Bootstrap

模拟浏览器进行爬取时遇到的一些问题记录

最近实验室要求在爬取一些论文数据,过程中遇到了不少问题,在此记录一下。

未解决的问题

https://chemistry-europe.onlinelibrary.wiley.com/doi/full/10.1002/cctc.202101625
这个网页,当我用requests去获得它的论文数据时,无论怎么设置headers和cookie,还是显示503错误,不知道是什么反爬的措施。
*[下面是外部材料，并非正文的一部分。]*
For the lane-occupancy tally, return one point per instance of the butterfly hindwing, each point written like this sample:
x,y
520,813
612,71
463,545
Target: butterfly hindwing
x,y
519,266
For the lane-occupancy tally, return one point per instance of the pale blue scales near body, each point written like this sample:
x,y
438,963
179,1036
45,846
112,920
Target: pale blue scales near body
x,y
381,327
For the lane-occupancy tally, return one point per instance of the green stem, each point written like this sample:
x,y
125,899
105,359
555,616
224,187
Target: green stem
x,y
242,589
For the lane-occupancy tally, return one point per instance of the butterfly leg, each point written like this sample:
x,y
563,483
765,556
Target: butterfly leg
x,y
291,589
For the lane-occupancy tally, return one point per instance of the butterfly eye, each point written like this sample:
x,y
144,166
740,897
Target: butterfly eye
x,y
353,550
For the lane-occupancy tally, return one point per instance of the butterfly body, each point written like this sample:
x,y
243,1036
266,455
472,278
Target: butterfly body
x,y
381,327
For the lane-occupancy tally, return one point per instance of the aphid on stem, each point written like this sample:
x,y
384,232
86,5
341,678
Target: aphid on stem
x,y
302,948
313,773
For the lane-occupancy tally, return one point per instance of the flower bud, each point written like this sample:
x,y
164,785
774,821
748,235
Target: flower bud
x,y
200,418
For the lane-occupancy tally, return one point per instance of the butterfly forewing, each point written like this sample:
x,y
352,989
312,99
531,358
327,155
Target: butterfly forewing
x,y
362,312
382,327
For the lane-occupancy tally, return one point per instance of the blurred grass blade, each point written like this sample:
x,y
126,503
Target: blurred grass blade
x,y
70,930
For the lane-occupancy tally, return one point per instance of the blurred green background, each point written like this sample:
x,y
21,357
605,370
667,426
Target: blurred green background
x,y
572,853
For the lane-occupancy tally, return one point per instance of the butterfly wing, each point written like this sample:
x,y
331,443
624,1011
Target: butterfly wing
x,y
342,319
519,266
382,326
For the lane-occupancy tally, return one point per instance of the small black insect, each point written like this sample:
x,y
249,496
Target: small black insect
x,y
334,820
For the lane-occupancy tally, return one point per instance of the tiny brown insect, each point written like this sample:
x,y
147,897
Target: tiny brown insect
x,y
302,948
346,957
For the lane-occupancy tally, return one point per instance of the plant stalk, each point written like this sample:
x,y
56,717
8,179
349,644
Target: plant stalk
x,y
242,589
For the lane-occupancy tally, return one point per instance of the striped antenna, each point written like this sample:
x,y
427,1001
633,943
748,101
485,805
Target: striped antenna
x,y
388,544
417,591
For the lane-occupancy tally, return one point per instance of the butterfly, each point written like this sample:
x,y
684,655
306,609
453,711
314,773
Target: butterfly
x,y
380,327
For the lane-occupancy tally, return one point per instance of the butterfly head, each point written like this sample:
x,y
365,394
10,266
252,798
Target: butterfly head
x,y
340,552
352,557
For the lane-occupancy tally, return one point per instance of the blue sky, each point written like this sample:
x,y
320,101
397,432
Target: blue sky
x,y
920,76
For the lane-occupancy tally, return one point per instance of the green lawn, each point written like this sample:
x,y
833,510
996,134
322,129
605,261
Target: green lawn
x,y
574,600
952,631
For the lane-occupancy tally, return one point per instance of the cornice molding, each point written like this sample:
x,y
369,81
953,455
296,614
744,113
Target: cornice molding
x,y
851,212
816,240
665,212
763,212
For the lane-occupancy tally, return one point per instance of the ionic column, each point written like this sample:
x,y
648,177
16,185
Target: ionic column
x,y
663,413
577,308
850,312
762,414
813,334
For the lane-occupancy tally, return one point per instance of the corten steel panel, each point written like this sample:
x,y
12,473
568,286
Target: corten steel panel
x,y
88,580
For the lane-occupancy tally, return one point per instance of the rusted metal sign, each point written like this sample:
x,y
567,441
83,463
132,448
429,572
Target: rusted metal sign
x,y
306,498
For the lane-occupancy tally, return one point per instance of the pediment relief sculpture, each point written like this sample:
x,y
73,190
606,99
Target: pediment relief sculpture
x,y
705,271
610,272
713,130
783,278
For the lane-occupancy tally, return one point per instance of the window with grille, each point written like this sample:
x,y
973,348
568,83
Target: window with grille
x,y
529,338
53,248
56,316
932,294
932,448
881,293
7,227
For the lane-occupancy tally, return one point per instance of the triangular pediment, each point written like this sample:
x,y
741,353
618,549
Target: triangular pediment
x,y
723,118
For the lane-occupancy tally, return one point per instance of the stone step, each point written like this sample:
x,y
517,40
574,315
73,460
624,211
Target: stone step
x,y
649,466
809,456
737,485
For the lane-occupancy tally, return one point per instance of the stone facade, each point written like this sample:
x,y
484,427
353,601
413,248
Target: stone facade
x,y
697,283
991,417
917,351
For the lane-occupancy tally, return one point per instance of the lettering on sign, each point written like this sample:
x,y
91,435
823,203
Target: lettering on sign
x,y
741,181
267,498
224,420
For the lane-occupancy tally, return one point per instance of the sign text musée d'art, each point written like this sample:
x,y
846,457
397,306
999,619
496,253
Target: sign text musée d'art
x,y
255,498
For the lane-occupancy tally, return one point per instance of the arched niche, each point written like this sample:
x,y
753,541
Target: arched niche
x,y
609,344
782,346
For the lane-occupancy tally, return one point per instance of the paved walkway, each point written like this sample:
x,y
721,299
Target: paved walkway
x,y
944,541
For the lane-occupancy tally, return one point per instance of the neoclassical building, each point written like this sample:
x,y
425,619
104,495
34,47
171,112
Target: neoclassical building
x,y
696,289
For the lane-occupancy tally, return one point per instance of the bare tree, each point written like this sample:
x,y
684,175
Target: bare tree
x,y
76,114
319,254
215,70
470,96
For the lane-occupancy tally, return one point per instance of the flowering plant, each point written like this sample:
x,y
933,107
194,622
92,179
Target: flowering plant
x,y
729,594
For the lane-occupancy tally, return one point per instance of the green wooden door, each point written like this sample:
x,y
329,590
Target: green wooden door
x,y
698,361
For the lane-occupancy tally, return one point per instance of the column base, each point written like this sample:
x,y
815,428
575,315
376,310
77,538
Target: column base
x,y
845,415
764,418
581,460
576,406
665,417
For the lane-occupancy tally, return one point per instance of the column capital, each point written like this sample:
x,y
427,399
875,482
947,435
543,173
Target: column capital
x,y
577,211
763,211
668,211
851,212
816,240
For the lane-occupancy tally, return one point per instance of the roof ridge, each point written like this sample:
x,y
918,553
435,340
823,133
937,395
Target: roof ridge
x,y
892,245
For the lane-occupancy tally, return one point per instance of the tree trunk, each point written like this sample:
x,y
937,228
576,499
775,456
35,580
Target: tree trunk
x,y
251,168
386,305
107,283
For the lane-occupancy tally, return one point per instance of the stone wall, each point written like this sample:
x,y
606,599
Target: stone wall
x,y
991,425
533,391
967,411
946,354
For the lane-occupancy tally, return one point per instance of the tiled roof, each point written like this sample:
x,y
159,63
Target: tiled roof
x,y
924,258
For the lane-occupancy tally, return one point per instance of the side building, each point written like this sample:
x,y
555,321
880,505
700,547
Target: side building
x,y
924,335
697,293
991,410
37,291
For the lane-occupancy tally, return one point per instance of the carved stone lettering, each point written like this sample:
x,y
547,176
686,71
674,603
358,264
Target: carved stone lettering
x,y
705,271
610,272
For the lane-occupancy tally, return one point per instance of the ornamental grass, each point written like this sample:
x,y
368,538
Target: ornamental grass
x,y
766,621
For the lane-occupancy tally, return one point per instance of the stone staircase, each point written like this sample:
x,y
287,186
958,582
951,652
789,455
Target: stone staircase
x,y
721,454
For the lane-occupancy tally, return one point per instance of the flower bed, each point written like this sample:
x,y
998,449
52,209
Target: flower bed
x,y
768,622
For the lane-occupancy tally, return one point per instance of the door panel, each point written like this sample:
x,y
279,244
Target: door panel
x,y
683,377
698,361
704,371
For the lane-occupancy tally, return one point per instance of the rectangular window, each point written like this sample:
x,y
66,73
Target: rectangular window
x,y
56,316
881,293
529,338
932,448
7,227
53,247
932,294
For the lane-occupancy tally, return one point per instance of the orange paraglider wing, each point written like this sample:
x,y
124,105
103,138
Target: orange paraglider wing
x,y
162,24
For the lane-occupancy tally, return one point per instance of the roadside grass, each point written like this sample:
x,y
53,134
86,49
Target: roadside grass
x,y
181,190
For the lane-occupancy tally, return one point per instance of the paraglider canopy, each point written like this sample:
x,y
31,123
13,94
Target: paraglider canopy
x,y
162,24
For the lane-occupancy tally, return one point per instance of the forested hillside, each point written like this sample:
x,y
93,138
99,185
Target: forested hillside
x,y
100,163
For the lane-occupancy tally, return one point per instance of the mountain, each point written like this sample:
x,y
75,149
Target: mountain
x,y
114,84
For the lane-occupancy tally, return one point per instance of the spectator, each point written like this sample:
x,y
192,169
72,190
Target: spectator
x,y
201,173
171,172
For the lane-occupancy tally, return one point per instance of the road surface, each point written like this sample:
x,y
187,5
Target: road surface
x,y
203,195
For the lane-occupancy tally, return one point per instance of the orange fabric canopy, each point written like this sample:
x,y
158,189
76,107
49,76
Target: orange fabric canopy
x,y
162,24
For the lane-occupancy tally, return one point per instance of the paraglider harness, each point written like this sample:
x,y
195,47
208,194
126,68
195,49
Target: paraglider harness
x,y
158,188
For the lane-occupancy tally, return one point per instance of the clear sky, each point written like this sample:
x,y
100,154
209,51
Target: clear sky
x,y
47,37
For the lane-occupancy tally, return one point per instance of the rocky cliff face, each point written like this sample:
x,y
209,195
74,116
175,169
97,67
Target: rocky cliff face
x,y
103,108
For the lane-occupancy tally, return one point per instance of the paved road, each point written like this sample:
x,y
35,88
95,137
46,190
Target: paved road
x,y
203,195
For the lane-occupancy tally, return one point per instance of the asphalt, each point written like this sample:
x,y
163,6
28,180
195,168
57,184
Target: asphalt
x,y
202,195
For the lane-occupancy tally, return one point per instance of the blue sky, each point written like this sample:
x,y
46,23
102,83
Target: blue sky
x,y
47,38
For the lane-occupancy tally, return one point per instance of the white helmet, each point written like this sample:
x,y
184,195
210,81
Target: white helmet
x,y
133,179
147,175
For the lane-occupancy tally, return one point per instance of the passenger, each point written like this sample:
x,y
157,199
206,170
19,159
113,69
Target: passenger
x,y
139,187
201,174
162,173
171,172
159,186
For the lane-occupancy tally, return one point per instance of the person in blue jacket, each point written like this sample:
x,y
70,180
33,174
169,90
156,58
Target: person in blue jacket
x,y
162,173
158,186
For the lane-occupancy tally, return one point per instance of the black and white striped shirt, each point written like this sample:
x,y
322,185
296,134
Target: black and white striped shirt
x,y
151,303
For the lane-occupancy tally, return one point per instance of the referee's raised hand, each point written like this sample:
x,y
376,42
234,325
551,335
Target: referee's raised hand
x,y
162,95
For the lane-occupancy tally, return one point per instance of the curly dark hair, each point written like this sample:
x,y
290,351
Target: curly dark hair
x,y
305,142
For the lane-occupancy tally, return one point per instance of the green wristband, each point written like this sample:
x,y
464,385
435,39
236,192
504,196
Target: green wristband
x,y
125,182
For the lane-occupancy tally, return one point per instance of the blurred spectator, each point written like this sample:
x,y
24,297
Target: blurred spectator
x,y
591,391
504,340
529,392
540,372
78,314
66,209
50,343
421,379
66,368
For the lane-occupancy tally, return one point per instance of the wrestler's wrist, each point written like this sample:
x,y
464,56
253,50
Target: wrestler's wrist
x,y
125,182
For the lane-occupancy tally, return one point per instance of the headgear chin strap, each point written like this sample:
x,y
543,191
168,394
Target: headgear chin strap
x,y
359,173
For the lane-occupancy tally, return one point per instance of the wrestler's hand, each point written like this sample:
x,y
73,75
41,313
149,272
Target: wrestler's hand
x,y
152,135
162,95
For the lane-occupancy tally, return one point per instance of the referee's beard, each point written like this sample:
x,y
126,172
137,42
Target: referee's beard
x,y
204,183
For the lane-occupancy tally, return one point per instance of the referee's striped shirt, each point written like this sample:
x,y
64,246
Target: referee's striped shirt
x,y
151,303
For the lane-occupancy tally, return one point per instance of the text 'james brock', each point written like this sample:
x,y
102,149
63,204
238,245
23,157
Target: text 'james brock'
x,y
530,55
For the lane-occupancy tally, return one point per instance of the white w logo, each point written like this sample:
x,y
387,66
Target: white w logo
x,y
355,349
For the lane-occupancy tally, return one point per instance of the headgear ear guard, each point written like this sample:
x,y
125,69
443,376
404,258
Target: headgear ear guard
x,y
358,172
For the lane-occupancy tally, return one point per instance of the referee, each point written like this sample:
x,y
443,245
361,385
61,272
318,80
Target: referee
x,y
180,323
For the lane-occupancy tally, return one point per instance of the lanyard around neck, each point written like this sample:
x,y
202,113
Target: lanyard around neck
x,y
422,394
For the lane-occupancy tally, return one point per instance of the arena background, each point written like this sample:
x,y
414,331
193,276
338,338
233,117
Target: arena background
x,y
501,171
在此把代码贴出来,期待能收获大佬的解答。

import requests
from hyper.contrib import HTTP20Adapter
url = 'https://chemistry-europe.onlinelibrary.wiley.com/doi/full/10.1002/cctc.202101625'
session = requests.session()
session.mount(url, HTTP20Adapter())
headers = {
   
        'accept': 'text/html,application/xhtml+xml,application/xml;q=0.9,image/avif,image/webp,image/apng,*/*;q=0.8,application/signed-exchange;v=b3;q=0.9',
        'user-agent': 'Mozilla/5.0 (Macintosh; Intel Mac OS X 10_15_7) AppleWebKit/537.36 (KHTML, like Gecko) Chrome/100.0.4896.127 Safari/537.36',
        'Accept-Charset': 'ISO-8859-1,utf-8;q=0.7,*;q=0.3',
        'Accept-Encoding': 'gzip, deflate, br',
        'Accept-Language': 'zh-CN,zh;q=0.9',
        'sec-ch-ua': '" Not A;Brand";v="99", "Chromium";v="100", "Google Chrome";v="100"',
        'sec-ch-ua-platform': '"macOS"',
        ':authority': 'chemistry-europe.onlinelibrary.wiley.com',
        ':method': 'GET',
        ':path': '/doi/full/10.1002/cctc.202101625',
        ':scheme': 'https',
        'cache-control': 'max-age=0',
        'sec-ch-ua-mobile': '?0',
        'sec-fetch-dest': 'document',
        'sec-fetch-mode': 'navigate'
;